For many more years than I would like to admit to, I remember spending innumerable Saturday afternoons enjoying Julia Child’s cooking shows on the local PBS station. First, there was her classic “French Chef” series, then “Julia Child & Company,” followed up by “Julia Child and More Company.” All in all, her television career lasted for over thirty-seven years, and included nine more separate series in addition to the ones already mentioned. Considering the hundreds of episodes that she appeared in, it isn’t all that surprising that in 1996, TV Guide named her to their list of the “Fifty Greatest TV Stars of All Time.”
Of course, fine food was the centerpiece of all these programs, as it also was in Julia’s personal life.
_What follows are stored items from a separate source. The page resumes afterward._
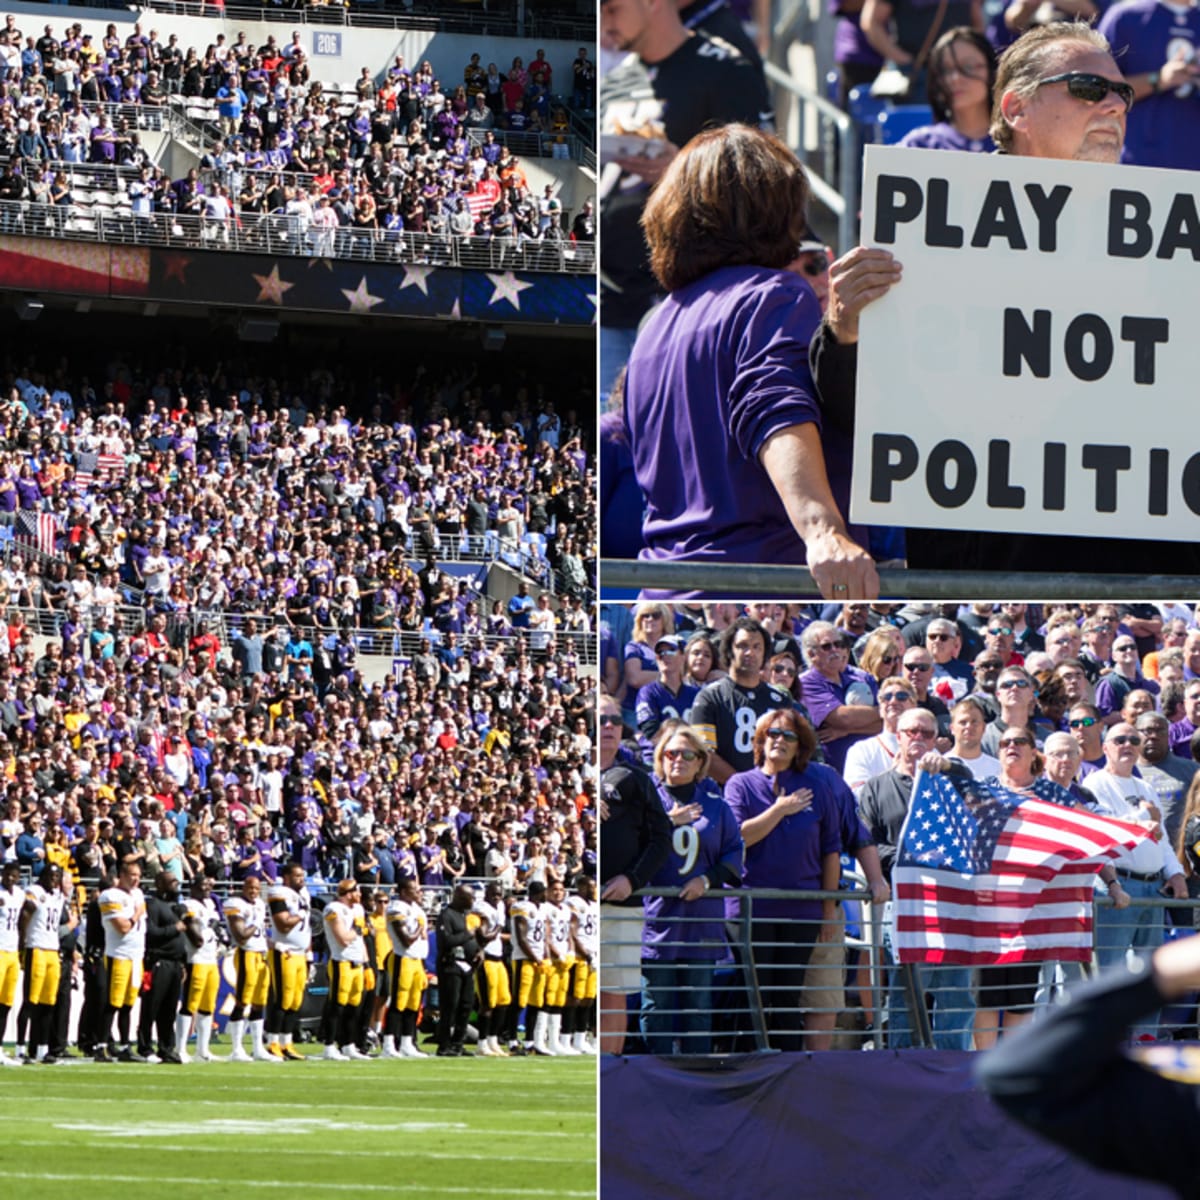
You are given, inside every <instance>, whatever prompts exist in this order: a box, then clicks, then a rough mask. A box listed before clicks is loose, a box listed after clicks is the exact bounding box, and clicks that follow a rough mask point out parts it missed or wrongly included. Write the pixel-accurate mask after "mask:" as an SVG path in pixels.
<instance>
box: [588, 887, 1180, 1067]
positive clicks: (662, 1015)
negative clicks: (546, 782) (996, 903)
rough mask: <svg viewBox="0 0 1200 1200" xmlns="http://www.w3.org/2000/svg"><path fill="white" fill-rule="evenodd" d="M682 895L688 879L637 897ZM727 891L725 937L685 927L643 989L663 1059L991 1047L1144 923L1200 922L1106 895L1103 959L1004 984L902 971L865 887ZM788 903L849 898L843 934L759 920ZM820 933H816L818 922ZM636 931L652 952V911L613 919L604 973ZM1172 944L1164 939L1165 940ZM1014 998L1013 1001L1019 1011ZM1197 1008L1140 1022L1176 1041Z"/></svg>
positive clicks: (1086, 976) (1161, 927)
mask: <svg viewBox="0 0 1200 1200" xmlns="http://www.w3.org/2000/svg"><path fill="white" fill-rule="evenodd" d="M678 894H679V892H678V888H673V889H666V888H646V889H643V890H642V892H640V893H637V895H641V896H672V898H677V896H678ZM715 896H716V894H715V893H709V894H708V896H706V898H704V899H703V900H701V901H697V902H698V904H703V905H708V906H709V907H710V910H712V905H713V902H714V898H715ZM721 899H724V900H725V904H726V920H725V937H724V938H722V940H712V941H708V942H704V943H700V944H697V942H696V941H695V940H694V938H689V937H688V935H686V932H683V934H680V936H678V937H677V938H676V940H674V941H673V942H672V941H666V942H660V943H658V944H659V950H660V952H664V950H665V952H666V953H667V955H668V956H670V958H668V959H667V960H666V961H664V960H662V959H661V958H660V959H659V960H656V961H653V962H648V961H646V960H643V964H642V966H643V978H642V991H641V994H640V996H637V997H635V1000H634V1001H632V1002H631V1004H630V1008H631V1013H632V1015H634V1016H635V1018H636V1024H637V1025H638V1028H640V1031H641V1034H642V1038H643V1043H644V1046H646V1049H647V1050H648V1051H650V1052H653V1054H660V1055H661V1054H667V1055H670V1054H682V1055H728V1054H740V1052H764V1051H779V1050H829V1049H840V1050H857V1049H884V1048H888V1049H904V1048H907V1046H914V1048H926V1049H940V1050H970V1049H972V1046H974V1048H976V1049H983V1048H985V1046H986V1045H990V1044H991V1043H992V1042H994V1040H995V1038H996V1036H997V1028H1002V1027H1004V1026H1008V1027H1012V1026H1014V1025H1015V1024H1016V1022H1019V1021H1022V1020H1026V1019H1028V1016H1030V1014H1034V1015H1036V1013H1037V1010H1038V1009H1040V1008H1044V1007H1045V1006H1048V1004H1055V1003H1062V1002H1063V1001H1064V1000H1066V998H1067V997H1068V995H1069V992H1070V989H1072V988H1073V986H1075V985H1078V984H1079V983H1082V982H1084V980H1085V979H1086V978H1090V977H1091V976H1092V974H1093V973H1094V971H1096V970H1097V967H1099V968H1104V967H1105V966H1111V965H1112V964H1115V962H1117V961H1122V960H1124V958H1126V954H1124V949H1126V947H1127V946H1129V944H1130V942H1132V941H1133V937H1132V930H1133V928H1134V926H1136V925H1139V924H1144V925H1146V926H1148V928H1150V929H1153V928H1156V926H1157V928H1159V929H1162V930H1165V936H1166V937H1175V936H1186V935H1187V934H1190V932H1192V931H1193V930H1194V926H1195V919H1196V910H1198V908H1200V900H1193V899H1188V900H1174V899H1165V898H1148V899H1141V898H1139V899H1133V900H1132V901H1130V904H1129V907H1128V908H1126V910H1124V911H1123V912H1121V913H1117V912H1116V910H1115V908H1114V905H1112V901H1111V900H1110V899H1109V898H1108V896H1105V895H1103V894H1097V896H1096V901H1094V906H1096V918H1094V919H1096V926H1094V943H1093V944H1094V952H1096V953H1094V958H1093V961H1092V962H1090V964H1081V962H1045V964H1032V965H1030V966H1028V967H1025V968H1024V977H1021V976H1018V977H1015V978H1014V977H1013V976H1006V977H1004V978H1003V979H1001V978H1000V977H998V974H997V972H995V971H992V968H988V967H982V968H980V967H955V966H944V967H928V966H920V967H914V966H912V965H907V966H898V965H896V964H895V961H894V959H893V956H892V953H890V905H884V906H883V907H882V910H880V907H878V906H875V905H872V904H871V902H870V896H869V894H868V893H866V892H863V890H853V892H847V890H842V892H816V890H781V889H767V888H752V889H750V888H748V889H738V890H727V892H724V893H721V894H720V898H719V899H718V900H716V902H718V904H719V902H720V900H721ZM776 900H788V901H805V900H806V901H821V900H838V901H847V904H845V905H844V906H842V908H844V910H845V911H844V914H842V916H841V917H839V920H838V926H839V932H838V936H836V937H835V940H834V941H833V942H827V943H822V942H820V941H817V940H816V938H815V937H810V938H808V940H805V937H804V931H805V925H804V923H802V922H799V920H797V919H794V918H784V917H775V916H769V917H758V918H756V916H755V907H756V906H758V912H760V913H762V912H763V906H764V905H766V902H768V901H776ZM734 910H737V911H734ZM768 912H769V910H768ZM764 923H766V924H764ZM676 924H678V925H679V928H680V929H683V930H685V929H686V926H688V925H689V924H690V925H692V928H695V926H696V925H701V924H703V925H708V926H709V928H712V925H713V914H712V911H709V912H708V913H707V914H704V916H697V917H688V918H679V919H678V920H676ZM806 928H808V930H809V931H811V930H812V925H811V924H810V925H808V926H806ZM763 930H766V936H763ZM793 932H794V936H793ZM1127 935H1129V936H1127ZM1139 936H1140V937H1144V936H1145V935H1139ZM635 938H636V944H637V946H638V947H641V923H640V922H638V920H631V922H622V923H619V925H614V924H613V923H611V922H607V923H605V926H604V930H602V943H601V953H600V967H601V978H602V971H604V967H605V965H606V964H607V965H610V966H611V965H612V964H613V960H614V958H616V954H617V947H619V946H626V947H628V946H629V944H631V943H632V942H634V941H635ZM1160 940H1162V938H1160V937H1158V938H1157V940H1156V938H1154V937H1153V936H1152V937H1151V944H1157V941H1160ZM1144 950H1145V947H1144ZM842 952H844V953H842ZM1133 953H1138V950H1136V948H1135V949H1134V950H1133ZM810 954H811V955H812V958H811V960H810V961H809V962H808V966H806V967H804V966H803V964H804V961H805V960H806V959H809V955H810ZM674 955H679V958H678V959H676V958H674ZM1008 1004H1012V1006H1013V1007H1012V1008H1008V1010H1007V1012H1006V1010H1004V1009H1006V1007H1007V1006H1008ZM1195 1009H1196V1001H1195V998H1193V1000H1192V1001H1190V1002H1189V1003H1184V1004H1180V1006H1174V1007H1172V1008H1170V1009H1166V1010H1164V1012H1163V1013H1162V1014H1159V1018H1158V1019H1156V1020H1154V1021H1152V1022H1147V1024H1146V1025H1145V1026H1139V1031H1140V1032H1144V1033H1147V1034H1150V1036H1158V1037H1169V1036H1171V1033H1172V1032H1174V1031H1175V1030H1180V1028H1194V1026H1195V1024H1196V1020H1195V1016H1196V1012H1195Z"/></svg>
But there was an additional source of great pleasure for her that until recently was not all that well known. Cats!
When Patricia Barey’s and Therese Burson’s book entitled Julia’s Cats: Julia Child’s Life in The Company of Cats appeared late last summer, I immediately placed a hold on the title. Being unabashedly cat crazy myself, and admiring Julia Child’s spunky, unpretentious, joie de vivre style, I very much looked forward to reading this slim volume, which is enhanced with many black and white photos of Julia and her felines.
As is told in the book, Julia’s story begins in 1948 as a newly wedded bride of thirty-six, who is madly in love with her husband Paul. They start married life living in Paris, France, a country and city obsessed with food and romance. There, Julia and Paul begin to collect the first of many cats who would grace their lives, several of whom adopted the young couple rather than the other way around. By throwing in their lot with Julia and Paul, these felines ended up winning the cat equivalent of the lottery, going on to live in the lap of luxury with a master chef and hanging out as the perfect kitchen comrades with the couple who truly adored them.
But this book is not only about cats. It also follows Julia as she begins attending the world renowned culinary school, Le Cordon Bleu. Here, she receives a failing grade in her final exam at the hands of her instructor and nemesis Madame Brassart, who states that, “Julia does not have any great natural talent for cooking.” Over time, this has come to be recognized as one of the greatest misjudgments in the history of culinary arts education. In 1961, after her well received book titled The Art of French Cooking hit the stands, Julia went on to become an overnight sensation, and her name is still synonymous with fine cuisine to this day.
In addition to this adult account, released at about the same time was a children’s volume about Child and one particular cat. Minette’s Feast: The Delicious Story of Julia Child and Her Cat by Susanna Reich is a forty-page book about Julia learning to cook in Paris with her devoted feline friend, Minette, at her side. Although she has the best products of fine food preparation within constant reach, truth be told, Minette is not too fond of gourmet meals, often preferring the taste of a freshly killed mouse instead.
So, whether you are a Julia Child admirer, a cat devotee, both or even neither, you are in for a treat with these two volumes. As Julia might have said, “Bon Appétit, happy reader, Bon Appétit!”
It should be noted that had she lived, Julia Child would have celebrated her 100th birthday last August.